I also had a phone conversation with my bc nurse. I suppose it is her job to be reassuring about hormone treatment. And she did quite well. So why have I taken a tentative decision to go for the treatment?
– because of what Prof Michael Baum says about the risks of surgery (possibly upsets delicate equilibrium thereby facilitating growth of dormant cancers). If this is true, I probably need to get those high oestrogen levels down.
– because I can always stop if it is too bad.
– because it might not be too bad. It sounds as if the Zoladex is worse than the Arimidex (I am almost inevitably in for a load of hot flushes I think), but the bc nurse said that weight gain – or at least huge weight gain – is not as common as on Tamoxifen. So here’s hoping.
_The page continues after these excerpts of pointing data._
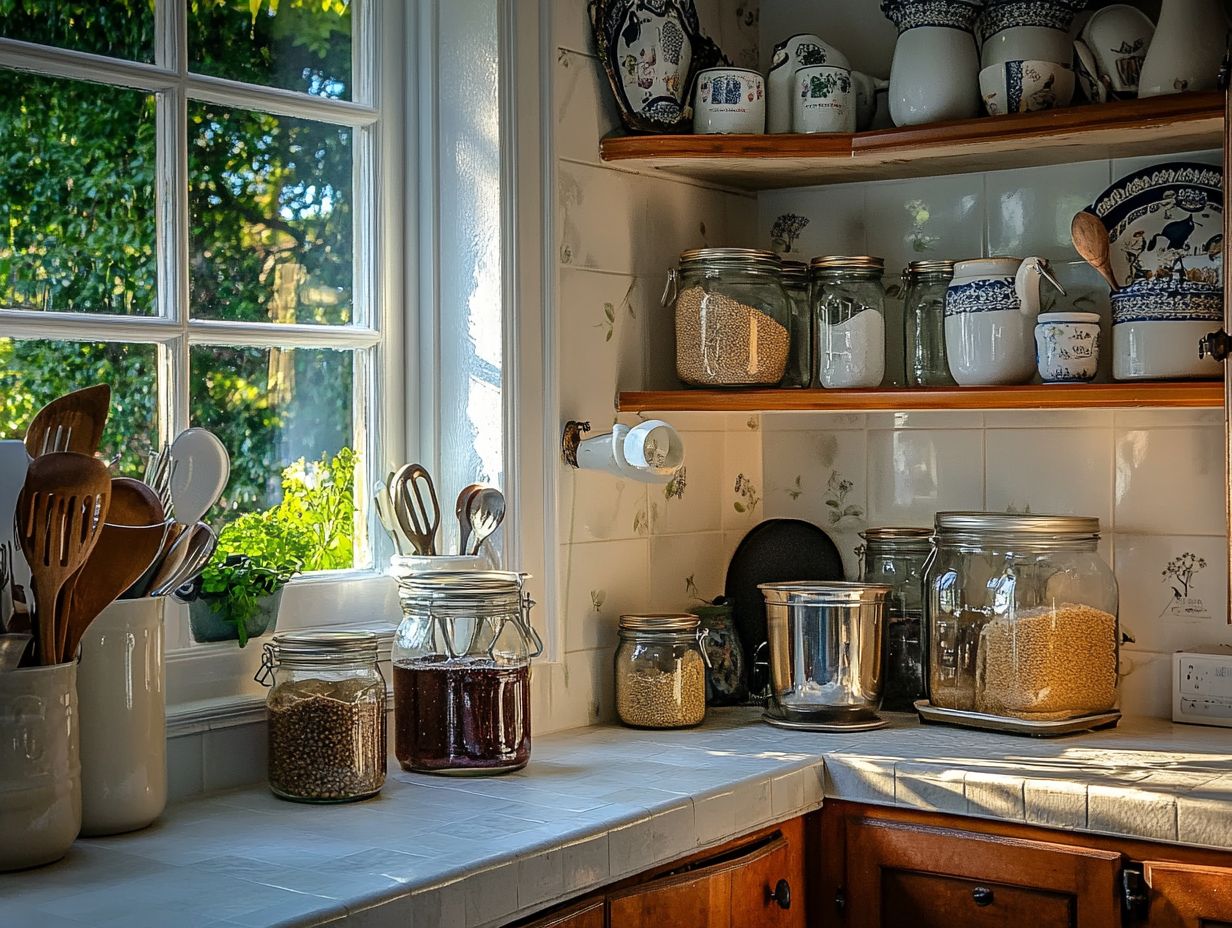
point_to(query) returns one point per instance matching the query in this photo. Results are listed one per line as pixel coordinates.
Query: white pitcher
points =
(1188, 48)
(991, 307)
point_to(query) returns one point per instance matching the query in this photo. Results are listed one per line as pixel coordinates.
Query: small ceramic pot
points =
(729, 100)
(1156, 329)
(1067, 346)
(935, 73)
(796, 52)
(824, 100)
(40, 765)
(1188, 48)
(1119, 37)
(991, 307)
(123, 717)
(1025, 86)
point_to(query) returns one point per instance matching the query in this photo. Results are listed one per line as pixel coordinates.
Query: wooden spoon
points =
(1090, 240)
(70, 423)
(59, 515)
(122, 555)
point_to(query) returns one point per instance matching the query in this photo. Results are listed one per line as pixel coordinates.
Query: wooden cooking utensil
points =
(59, 515)
(70, 423)
(122, 555)
(1090, 242)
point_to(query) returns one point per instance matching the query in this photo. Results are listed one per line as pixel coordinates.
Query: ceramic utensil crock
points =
(40, 765)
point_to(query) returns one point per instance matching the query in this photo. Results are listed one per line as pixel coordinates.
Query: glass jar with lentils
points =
(327, 716)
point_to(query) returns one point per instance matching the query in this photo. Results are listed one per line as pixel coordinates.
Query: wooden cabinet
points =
(1188, 895)
(755, 886)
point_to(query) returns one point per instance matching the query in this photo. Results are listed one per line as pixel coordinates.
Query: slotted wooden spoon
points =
(70, 423)
(59, 515)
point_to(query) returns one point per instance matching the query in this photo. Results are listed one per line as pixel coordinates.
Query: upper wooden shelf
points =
(1196, 394)
(1125, 128)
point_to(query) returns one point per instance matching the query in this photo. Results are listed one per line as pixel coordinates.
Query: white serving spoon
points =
(200, 468)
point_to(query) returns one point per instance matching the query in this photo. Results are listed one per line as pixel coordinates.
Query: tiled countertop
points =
(596, 805)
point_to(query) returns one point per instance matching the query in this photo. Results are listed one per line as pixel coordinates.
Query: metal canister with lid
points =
(732, 317)
(327, 716)
(924, 323)
(660, 671)
(849, 311)
(897, 557)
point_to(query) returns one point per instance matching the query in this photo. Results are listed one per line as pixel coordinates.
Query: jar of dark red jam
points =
(461, 673)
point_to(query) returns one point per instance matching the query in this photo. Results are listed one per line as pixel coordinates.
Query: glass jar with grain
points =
(327, 716)
(660, 672)
(1023, 616)
(732, 317)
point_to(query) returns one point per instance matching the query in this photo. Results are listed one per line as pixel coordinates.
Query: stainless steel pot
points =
(827, 650)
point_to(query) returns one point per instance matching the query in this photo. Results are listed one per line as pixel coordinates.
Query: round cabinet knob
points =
(781, 894)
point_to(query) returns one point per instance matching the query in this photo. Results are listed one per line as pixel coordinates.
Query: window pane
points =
(293, 44)
(77, 197)
(279, 412)
(120, 28)
(270, 202)
(33, 372)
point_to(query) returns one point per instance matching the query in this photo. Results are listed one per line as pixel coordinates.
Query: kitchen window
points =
(200, 203)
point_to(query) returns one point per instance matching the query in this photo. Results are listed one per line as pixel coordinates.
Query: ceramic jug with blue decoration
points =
(991, 308)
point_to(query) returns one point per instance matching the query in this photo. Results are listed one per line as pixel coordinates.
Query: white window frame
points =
(385, 237)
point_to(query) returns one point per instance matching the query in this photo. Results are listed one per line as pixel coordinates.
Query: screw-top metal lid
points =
(847, 263)
(1015, 524)
(659, 621)
(732, 256)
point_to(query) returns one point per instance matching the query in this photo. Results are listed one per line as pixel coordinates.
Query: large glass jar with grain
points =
(1023, 616)
(660, 672)
(733, 318)
(327, 716)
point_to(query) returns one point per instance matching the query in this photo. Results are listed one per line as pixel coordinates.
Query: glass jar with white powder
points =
(849, 306)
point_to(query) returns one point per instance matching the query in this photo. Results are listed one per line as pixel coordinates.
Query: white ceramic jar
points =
(729, 100)
(40, 765)
(824, 100)
(991, 307)
(1188, 48)
(935, 73)
(123, 717)
(1067, 346)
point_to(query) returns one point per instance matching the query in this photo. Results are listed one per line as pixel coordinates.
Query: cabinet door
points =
(904, 874)
(760, 886)
(1188, 896)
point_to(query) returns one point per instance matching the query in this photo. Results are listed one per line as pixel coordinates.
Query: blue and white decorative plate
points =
(1166, 224)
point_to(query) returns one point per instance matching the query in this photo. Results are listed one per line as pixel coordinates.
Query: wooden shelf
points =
(1125, 128)
(1188, 394)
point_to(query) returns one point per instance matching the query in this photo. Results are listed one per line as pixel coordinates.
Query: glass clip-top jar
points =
(660, 671)
(732, 317)
(461, 673)
(327, 716)
(1023, 616)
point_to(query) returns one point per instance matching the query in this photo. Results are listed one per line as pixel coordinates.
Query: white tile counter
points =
(596, 805)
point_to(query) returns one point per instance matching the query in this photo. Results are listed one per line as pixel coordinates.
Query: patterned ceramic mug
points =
(824, 100)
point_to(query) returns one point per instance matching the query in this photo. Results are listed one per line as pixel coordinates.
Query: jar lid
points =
(659, 621)
(1017, 524)
(848, 263)
(736, 256)
(920, 269)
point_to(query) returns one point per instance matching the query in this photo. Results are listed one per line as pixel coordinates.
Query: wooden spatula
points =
(59, 515)
(70, 423)
(122, 555)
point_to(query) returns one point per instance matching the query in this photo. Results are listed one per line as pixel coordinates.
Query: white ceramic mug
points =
(123, 717)
(40, 765)
(1067, 346)
(729, 100)
(824, 100)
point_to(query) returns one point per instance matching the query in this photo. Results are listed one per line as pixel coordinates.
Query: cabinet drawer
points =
(754, 886)
(934, 901)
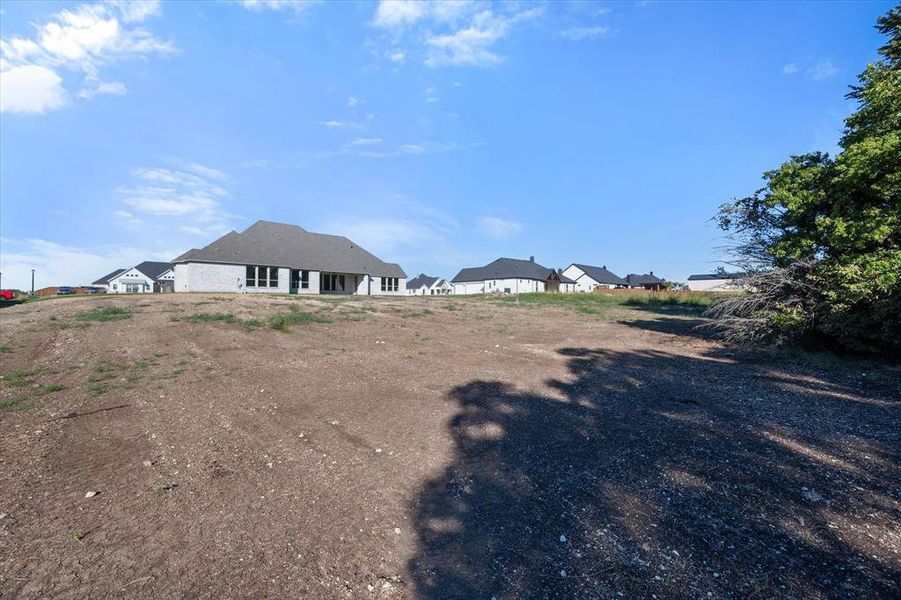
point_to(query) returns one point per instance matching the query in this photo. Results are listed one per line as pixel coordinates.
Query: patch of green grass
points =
(96, 389)
(104, 313)
(282, 321)
(19, 377)
(14, 404)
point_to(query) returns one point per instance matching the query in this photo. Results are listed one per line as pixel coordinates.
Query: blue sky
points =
(437, 135)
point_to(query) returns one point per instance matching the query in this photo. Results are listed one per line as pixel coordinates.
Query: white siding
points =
(117, 285)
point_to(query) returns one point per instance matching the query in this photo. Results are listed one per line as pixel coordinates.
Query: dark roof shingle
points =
(283, 245)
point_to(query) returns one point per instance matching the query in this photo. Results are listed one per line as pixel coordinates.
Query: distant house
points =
(511, 276)
(103, 282)
(145, 278)
(270, 257)
(589, 278)
(647, 282)
(717, 282)
(424, 285)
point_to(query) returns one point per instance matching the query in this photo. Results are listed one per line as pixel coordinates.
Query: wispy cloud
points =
(338, 124)
(448, 33)
(585, 32)
(58, 264)
(498, 228)
(821, 70)
(82, 41)
(190, 192)
(297, 6)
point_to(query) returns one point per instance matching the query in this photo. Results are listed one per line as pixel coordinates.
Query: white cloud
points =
(448, 33)
(115, 88)
(366, 141)
(298, 6)
(471, 45)
(336, 124)
(57, 264)
(391, 13)
(190, 191)
(498, 228)
(580, 33)
(82, 41)
(821, 70)
(30, 89)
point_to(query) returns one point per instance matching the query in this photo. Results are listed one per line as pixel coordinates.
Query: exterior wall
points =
(116, 286)
(715, 285)
(498, 286)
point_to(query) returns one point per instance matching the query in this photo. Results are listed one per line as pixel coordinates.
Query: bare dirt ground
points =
(434, 448)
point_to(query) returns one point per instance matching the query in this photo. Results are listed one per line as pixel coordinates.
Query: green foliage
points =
(841, 218)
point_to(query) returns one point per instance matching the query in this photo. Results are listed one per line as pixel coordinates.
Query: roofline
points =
(244, 264)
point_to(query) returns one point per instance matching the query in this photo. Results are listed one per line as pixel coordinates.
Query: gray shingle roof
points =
(709, 276)
(505, 268)
(105, 279)
(153, 269)
(282, 245)
(601, 274)
(421, 280)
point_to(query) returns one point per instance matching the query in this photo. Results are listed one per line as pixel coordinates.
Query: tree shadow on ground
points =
(652, 473)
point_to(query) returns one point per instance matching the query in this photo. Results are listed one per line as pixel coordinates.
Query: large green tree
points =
(824, 235)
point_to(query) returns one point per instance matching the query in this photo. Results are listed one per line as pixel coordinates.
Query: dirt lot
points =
(437, 448)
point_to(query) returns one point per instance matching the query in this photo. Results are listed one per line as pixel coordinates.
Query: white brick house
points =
(511, 276)
(279, 258)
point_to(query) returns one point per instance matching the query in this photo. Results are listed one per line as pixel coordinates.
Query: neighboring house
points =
(272, 257)
(647, 282)
(423, 285)
(103, 282)
(589, 278)
(511, 276)
(717, 282)
(146, 278)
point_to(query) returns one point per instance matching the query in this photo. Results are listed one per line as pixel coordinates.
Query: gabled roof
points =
(601, 274)
(106, 278)
(153, 269)
(282, 245)
(710, 276)
(649, 279)
(421, 280)
(505, 268)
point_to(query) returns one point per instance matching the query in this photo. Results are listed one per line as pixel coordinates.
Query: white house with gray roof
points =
(270, 257)
(589, 278)
(511, 276)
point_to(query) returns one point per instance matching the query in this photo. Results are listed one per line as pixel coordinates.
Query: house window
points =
(262, 276)
(332, 282)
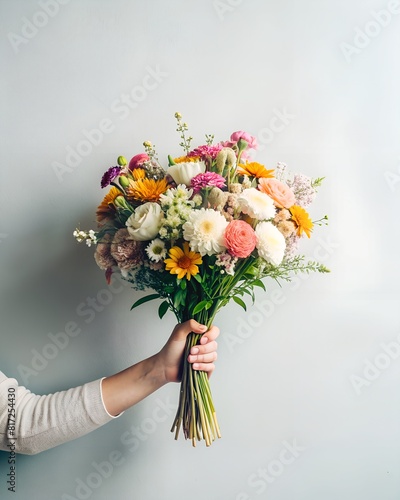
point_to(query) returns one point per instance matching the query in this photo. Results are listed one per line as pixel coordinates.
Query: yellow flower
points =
(186, 159)
(106, 209)
(147, 189)
(138, 173)
(302, 220)
(183, 262)
(254, 169)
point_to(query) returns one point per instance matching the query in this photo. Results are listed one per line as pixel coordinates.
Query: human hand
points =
(202, 356)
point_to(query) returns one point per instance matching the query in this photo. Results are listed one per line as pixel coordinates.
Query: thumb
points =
(182, 330)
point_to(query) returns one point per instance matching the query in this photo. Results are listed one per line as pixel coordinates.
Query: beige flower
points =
(286, 227)
(127, 252)
(102, 255)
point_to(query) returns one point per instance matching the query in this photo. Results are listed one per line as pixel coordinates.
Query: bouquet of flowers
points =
(202, 232)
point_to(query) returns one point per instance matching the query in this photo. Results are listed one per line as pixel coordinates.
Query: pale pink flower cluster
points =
(227, 263)
(301, 186)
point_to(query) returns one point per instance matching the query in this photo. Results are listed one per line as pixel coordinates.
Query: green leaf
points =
(179, 298)
(164, 306)
(143, 300)
(200, 306)
(240, 302)
(260, 284)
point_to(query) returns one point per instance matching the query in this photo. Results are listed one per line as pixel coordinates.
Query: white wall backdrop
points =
(316, 373)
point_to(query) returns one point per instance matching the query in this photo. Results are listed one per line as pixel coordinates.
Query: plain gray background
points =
(319, 367)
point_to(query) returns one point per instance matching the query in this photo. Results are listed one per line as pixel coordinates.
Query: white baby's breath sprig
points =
(89, 237)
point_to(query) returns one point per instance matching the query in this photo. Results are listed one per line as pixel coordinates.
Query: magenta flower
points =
(208, 179)
(138, 160)
(206, 151)
(111, 174)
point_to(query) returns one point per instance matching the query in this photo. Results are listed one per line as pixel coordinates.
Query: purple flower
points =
(205, 151)
(208, 179)
(111, 174)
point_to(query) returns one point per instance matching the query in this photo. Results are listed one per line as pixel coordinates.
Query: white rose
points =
(143, 225)
(183, 173)
(270, 243)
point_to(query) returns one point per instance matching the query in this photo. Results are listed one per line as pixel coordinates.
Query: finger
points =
(209, 357)
(204, 349)
(211, 334)
(204, 367)
(182, 330)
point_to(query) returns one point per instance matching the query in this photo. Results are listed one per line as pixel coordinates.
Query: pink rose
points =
(282, 195)
(240, 238)
(138, 160)
(250, 139)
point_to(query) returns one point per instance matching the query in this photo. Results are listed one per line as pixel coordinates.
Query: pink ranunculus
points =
(207, 179)
(282, 195)
(138, 160)
(250, 139)
(240, 238)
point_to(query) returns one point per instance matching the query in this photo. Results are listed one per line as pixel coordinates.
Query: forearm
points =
(42, 422)
(128, 387)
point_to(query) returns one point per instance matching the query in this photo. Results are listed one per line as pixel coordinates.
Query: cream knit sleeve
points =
(42, 422)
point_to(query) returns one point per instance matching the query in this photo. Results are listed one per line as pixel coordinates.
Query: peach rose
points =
(282, 195)
(240, 238)
(138, 160)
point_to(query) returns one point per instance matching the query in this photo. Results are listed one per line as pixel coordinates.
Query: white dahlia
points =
(204, 230)
(256, 204)
(156, 250)
(270, 243)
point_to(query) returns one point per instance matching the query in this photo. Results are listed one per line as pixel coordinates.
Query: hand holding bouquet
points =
(207, 229)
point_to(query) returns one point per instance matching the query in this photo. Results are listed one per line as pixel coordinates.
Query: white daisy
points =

I am concerned about the risks to bone density, but would be monitored carefully for that. Of course, the big recommendation here is exercise. What a pity I hate exercise. Got to try to do it. Have ordered a pedometer as a motivation tool.
– because I don’t want to be left alone with all this. This is odd (and a bad reason for going for it). I have a real push-me-pull-you attitude towards the medics. I wish they had never bothered me, but now I’m here —
Oh dear, I think I’m in danger of getting boring. I feel boring, sitting at home with not much get up and go, and everyone else whizzing back to their important September lives. As is my habit, I make a small list of small things to do for each day, but I’m not getting through them. S2 says I should expect to feel tired for a while yet, and the hormone therapy is likely also to take energy out of me, so I should probably give myself some breaks. However, I think I feel better if I can say I have used at least some of my time well (must be the protestant work ethic). So, everybody, I am going to be accountable to the Blog. Here’s a list of things I will try to do tomorrow:
3 sets of physio exercises (I have been pretty good about these, but they are boring).
Pelvic floor exercises (because menopausal symptoms coming soon with a bang)
Piano practice (always good for me in many ways when I get down to it)
Get letters sorted for research project, including MGS
Go for a walk (say, 20 minutes)
Do one lot of laundry
If not wet, do some light gardening, e.g. a bit more cutting back
Cook tea (with back-up team in necessary).
Read my book (Rose Tremain’s “Merivel”) for a sustained period of time.
I’ll let you know how I go. I won’t be rewarding myself with chocolate, so “likes” for a completed list appreciated!